Una strategia di annientamento, dislocazione e assimilazione della popolazione curda condivisa anche dalla Turchia con il colossale progetto di dighe denominato Gap, iniziato con la realizzazione di quella denominata Ataturk.
Nonostante le persecuzioni e i soprusi questa sfortunata minoranza è riuscita a sopravvivere fino al 2014, quando con l’avvento dell’Isis la situazione è precipitata.
A fine giugno, Abu Bakr al-Baghdadi dalla moschea al-Nuri5 di Mosul proclama lo Stato Islamico, i miliziani Daesh rafforzano la loro presenza in Iraq e nella regione yazida i coloni arabi e musulmani appoggiano, più o meno apertamente, il Califfato. Si prepara il genocidio, il racconto di una popolazione in fuga, braccata dai combattenti Daesh che conducono azioni brutali e pianificate contro la popolazione inerme che seguono il protocollo del crimine di guerra e contro l’umanità: uccidere in modo cruento, con esecuzioni di massa, infliggendo una sofferenza psicologica permanente a un’intera comunità. Niente sarà più come prima.
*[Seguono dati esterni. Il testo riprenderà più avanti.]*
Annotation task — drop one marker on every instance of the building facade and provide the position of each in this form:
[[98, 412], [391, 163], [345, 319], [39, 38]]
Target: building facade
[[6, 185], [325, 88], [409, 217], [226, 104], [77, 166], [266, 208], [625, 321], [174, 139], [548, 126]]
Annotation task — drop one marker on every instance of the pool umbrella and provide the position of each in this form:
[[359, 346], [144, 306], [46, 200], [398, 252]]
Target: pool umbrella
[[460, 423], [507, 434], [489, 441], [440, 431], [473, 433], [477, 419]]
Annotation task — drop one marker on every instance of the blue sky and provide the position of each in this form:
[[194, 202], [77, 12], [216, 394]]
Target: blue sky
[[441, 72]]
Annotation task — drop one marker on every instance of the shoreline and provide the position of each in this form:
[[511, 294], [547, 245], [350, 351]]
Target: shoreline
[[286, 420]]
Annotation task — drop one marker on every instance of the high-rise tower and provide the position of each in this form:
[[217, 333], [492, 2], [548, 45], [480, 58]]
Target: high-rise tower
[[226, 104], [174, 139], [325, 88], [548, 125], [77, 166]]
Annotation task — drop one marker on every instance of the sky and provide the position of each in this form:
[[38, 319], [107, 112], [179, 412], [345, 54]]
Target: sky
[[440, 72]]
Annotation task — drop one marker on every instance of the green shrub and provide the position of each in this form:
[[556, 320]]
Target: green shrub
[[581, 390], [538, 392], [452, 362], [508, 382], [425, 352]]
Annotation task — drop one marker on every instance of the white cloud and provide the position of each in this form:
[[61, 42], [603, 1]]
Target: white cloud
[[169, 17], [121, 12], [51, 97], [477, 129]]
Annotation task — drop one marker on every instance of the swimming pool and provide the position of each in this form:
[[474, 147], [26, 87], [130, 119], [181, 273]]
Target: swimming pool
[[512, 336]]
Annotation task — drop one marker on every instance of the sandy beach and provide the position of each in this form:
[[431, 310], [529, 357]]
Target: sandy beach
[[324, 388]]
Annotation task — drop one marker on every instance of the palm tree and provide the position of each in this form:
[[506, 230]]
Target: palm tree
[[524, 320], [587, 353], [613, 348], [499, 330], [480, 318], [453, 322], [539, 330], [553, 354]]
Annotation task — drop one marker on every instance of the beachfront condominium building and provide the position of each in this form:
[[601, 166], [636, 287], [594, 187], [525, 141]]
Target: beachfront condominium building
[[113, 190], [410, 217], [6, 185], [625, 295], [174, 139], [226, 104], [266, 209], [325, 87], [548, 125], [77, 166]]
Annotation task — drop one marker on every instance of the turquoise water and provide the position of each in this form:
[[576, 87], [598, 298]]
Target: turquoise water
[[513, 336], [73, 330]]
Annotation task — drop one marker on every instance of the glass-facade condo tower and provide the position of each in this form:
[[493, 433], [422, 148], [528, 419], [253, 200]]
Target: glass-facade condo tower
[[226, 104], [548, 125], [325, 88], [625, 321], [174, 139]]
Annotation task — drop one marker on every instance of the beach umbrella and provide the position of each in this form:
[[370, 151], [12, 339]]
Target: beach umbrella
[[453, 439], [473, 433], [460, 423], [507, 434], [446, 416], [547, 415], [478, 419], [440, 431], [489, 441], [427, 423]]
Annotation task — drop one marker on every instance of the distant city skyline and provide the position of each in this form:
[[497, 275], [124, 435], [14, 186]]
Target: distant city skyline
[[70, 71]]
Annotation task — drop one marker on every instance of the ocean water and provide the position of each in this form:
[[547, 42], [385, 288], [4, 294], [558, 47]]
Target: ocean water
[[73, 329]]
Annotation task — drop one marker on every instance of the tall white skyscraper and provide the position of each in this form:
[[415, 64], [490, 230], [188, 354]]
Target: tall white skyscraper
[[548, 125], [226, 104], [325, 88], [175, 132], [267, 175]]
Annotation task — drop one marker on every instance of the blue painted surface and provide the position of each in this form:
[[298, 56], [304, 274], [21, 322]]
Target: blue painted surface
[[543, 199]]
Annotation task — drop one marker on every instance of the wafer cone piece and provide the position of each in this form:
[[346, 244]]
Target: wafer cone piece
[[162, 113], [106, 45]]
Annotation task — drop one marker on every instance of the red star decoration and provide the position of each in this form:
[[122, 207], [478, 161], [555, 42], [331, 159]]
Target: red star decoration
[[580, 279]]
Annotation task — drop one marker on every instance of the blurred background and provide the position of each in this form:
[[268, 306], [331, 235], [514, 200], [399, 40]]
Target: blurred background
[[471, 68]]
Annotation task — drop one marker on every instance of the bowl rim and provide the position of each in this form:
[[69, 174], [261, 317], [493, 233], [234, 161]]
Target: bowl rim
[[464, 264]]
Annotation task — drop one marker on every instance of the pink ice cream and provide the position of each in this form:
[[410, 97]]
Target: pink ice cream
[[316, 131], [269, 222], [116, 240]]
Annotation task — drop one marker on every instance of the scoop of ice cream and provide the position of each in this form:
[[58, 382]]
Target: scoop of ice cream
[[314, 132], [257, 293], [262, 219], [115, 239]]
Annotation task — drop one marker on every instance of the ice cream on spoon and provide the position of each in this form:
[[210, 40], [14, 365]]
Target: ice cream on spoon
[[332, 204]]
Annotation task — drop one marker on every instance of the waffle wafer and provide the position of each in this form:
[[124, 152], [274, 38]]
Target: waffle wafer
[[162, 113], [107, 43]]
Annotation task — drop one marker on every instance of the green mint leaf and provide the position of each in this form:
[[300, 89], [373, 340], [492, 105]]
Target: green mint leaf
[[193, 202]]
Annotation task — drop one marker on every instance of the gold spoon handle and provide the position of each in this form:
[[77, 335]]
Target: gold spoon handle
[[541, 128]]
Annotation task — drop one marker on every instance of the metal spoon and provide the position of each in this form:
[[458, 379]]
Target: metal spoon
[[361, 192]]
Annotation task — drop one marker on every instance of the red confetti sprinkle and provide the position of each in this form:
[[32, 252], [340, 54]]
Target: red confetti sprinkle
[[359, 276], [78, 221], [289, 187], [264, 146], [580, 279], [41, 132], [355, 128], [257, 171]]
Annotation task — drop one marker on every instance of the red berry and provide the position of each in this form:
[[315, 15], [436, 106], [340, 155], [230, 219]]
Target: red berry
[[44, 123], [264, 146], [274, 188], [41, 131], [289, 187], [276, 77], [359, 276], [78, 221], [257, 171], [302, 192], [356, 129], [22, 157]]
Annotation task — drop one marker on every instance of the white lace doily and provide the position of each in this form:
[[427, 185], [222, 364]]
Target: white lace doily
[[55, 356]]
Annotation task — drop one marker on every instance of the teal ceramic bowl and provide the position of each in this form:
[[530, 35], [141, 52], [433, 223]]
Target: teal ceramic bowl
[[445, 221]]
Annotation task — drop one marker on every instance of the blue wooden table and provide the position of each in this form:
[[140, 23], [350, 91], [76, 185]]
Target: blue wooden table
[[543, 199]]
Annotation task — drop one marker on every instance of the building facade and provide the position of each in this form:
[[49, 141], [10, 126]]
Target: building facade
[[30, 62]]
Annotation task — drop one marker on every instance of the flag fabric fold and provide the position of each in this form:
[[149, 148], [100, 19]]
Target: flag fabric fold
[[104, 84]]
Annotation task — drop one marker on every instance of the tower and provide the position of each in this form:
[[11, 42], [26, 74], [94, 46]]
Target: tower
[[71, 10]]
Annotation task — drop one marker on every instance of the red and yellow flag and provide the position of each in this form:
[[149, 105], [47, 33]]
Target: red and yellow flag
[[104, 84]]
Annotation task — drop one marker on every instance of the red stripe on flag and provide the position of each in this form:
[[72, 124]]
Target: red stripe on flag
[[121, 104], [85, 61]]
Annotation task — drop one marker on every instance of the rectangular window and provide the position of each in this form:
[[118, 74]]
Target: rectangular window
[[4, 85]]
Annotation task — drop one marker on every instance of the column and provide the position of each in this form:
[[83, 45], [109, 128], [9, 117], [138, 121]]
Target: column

La persecuzione religiosa è portata avanti a tappeto contro “i figli del diavolo”, che possono salvarsi dalla morte solo con la conversione all’Islam.
Verso la comunità yazida non c’è interesse neanche da parte del governo dell’Autonomia Curda che lascerà, la notte del 3 agosto 2014, letteralmente in mano a Daesh la città di Shengal e i villaggi intorno alla Montagna sacra.
L’attacco è programmato e organizzato con la complicità di molti e portato avanti grazie all’indifferenza del mondo intero.
Oggi la popolazione a rischiare di patire di nuovo quelle sofferenze si trova ad Afrin, dove si è da subito organizzata con autodifesa e autogestione. Ma nulla può contro i raid aerei e l’avanzata delle milizie. Il suo destino è segnato. Come per il resto della gente di Afrin, soprattutto donne e bambini.
E la comunità internazionale, ancora una volta, resta a guardare.